Rapat paripurna digelar di Nusantara II, kompleks parlemen, Senayan, Jakarta, Selasa (06/12). Rapat dipimpin oleh Wakil Ketua DPR Sufmi Dasco Ahmad. Hadir juga pimpinan lain, yakni Wakil Ketua DPR Rachmat Gobel dan Lodewijk F Paulus. Sementara itu, Ketua DPR Puan Maharani tidak terlihat di ruangan.
Mulanya Ketua Komisi III DPR Bambang Wuryanto atau Bambang Pacul menyampaikan laporan pembahasan RKUHP bersama pemerintah. Bambang Pacul juga mengungkit urgensi RKUHP.
Dasco kemudian memberikan kesempatan kepada Fraksi PKS untuk menyampaikan catatan terkait RKUHP. PKS mengambil kesempatan mereka. "Seluruh fraksi di Komisi III menyetujui di tingkat I. Namun ada catatan dari Fraksi PKS," kata Dasco.
Terjadi perdebatan panas antara perwakilan PKS dan Dasco. Debat terus berjalan hingga pengesahan diketok.
Selanjutnya, Dasco meminta persetujuan kepada seluruh fraksi yang hadir untuk mengesahkan RKUHP menjadi produk undang-undang.
Sebelumnya, Komisi III DPR RI dan pemerintah mengambil keputusan tingkat I soal draf RKUHP. Komisi III DPR dan pemerintah menyepakati RKUHP dibawa ke rapat paripurna DPR RI untuk disahkan.
Kesepakatan diambil saat rapat kerja Komisi III DPR RI dan Kemenkumham yang mewakili pemerintah di kompleks parlemen, Senayan, Jakarta, Kamis (24/11). Rapat dipimpin oleh Wakil Ketua Komisi III Adies Kadir dan dihadiri Wamenkumham Edward OS Hiariej atau Eddy.
10 Pasal Kontroversial di RKUHP
Mulai dari aturan tentang kumpul kebo yang bisa diancam penjara enam bulan hingga gelandangan yang dikenai denda Rp 1 juta. DW merangkum 10 pasal kontroversial RUU KUHP yang sedang menunggu pengesahan di DPR.
Foto: Fotolia/Sebastian Duda
Kriminalisasi seks di luar nikah
Dalam BAB XV Tindak Pidana Kesusilaan, Pasal 417 ayat (1) menyebutkan "Setiap Orang yang melakukan persetubuhan dengan orang yang bukan suami atau istrinya dipidana karena perzinaan dengan pidana penjara paling lama 1 (satu) tahun atau denda Kategori II." Denda pada kategori ini berjumlah sekitar 50 juta Rupiah.

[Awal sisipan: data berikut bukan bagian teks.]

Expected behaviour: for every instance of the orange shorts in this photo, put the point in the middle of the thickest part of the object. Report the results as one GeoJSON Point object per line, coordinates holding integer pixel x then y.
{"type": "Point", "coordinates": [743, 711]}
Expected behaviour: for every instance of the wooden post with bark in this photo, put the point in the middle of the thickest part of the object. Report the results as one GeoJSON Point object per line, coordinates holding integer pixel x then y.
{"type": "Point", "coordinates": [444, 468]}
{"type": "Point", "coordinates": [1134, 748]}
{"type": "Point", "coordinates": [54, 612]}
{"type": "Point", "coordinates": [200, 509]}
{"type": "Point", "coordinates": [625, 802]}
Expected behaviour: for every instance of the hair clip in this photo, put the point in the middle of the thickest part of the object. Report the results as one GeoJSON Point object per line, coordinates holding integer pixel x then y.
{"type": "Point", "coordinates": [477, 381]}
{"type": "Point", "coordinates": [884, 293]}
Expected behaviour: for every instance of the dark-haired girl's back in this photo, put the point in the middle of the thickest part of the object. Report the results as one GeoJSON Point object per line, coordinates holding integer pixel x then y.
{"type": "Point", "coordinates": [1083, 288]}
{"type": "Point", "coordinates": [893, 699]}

Foto: picture-alliance/dpa/C. Klose
Kumpul kebo
Sedangkan dalam Pasal 419 ayat (1) menyebutkan "Setiap Orang yang melakukan hidup bersama sebagai suami istri di luar perkawinan dipidana dengan penjara paling lama 6 (enam) bulan atau pidana denda paling banyak kategori II."
Foto: picture-alliance/Godong/P. Deloche
4,5 tahun penjara bagi penghina presiden dan wakilnya
Pasal 218 ayat (1) menyebutkan "Setiap Orang yang di muka umum menyerang kehormatan atau harkat dan martabat diri Presiden atau Wakil Presiden dipidana dengan pidana penjara paling lama 3 (tiga) tahun 6 (enam) bulan atau pidana denda paling banyak Kategori IV. " Hukuman itu diperberat menjadi 4,5 tahun bagi yang menyiarkan hinaan tersebut. Pasal tersebut pernah dicabut Mahkamah Konstitusi (MK).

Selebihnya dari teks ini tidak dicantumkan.